Вахтаги. А что вахтаги? Одно дело — стоять хорошим лагерем, зубастым и гоношистым, все еще пьяным победой над побережниками, и совсем иное дело — рвать бывшего тегина, почти уже кагана. Нет больше в Ханме мудросильного Тай-Ы, поводыря собственных псов-воинов. И вся эта свора теперь если не слушается еще Ырхыза, то уж точно принюхивается-то к новому хозяину. Сунешься через них — закусают просто по привычке. На всякий случай.
— Мы ведь не убегаем, Агбай? — каганари мизинцем подхватила нечаянную слезу. — Мы ведь не убегаем?
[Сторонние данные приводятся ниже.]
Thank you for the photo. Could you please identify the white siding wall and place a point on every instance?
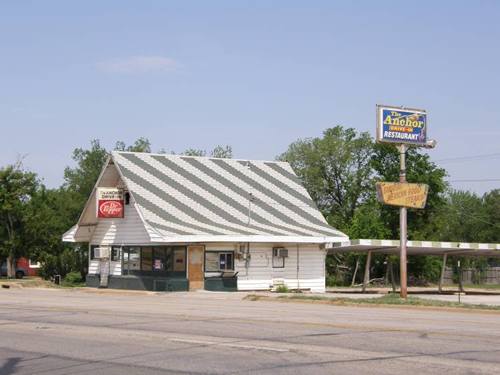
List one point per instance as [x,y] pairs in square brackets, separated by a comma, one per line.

Агбай снова не ответил. Агбаю были безразличны ее тревоги и смятение, его волновал этот самый лагерь, который сворачивался недостаточно быстро, и триумф, сгоревший вместе с кораблями. Его злило потраченное зазря золото и вынужденное отступление. Его будоражил призрак власти.
О власти он думал, отдавая ее Тай-Ы.
О власти мечтал, требуя родить кагану сына, а лучше двоих или троих.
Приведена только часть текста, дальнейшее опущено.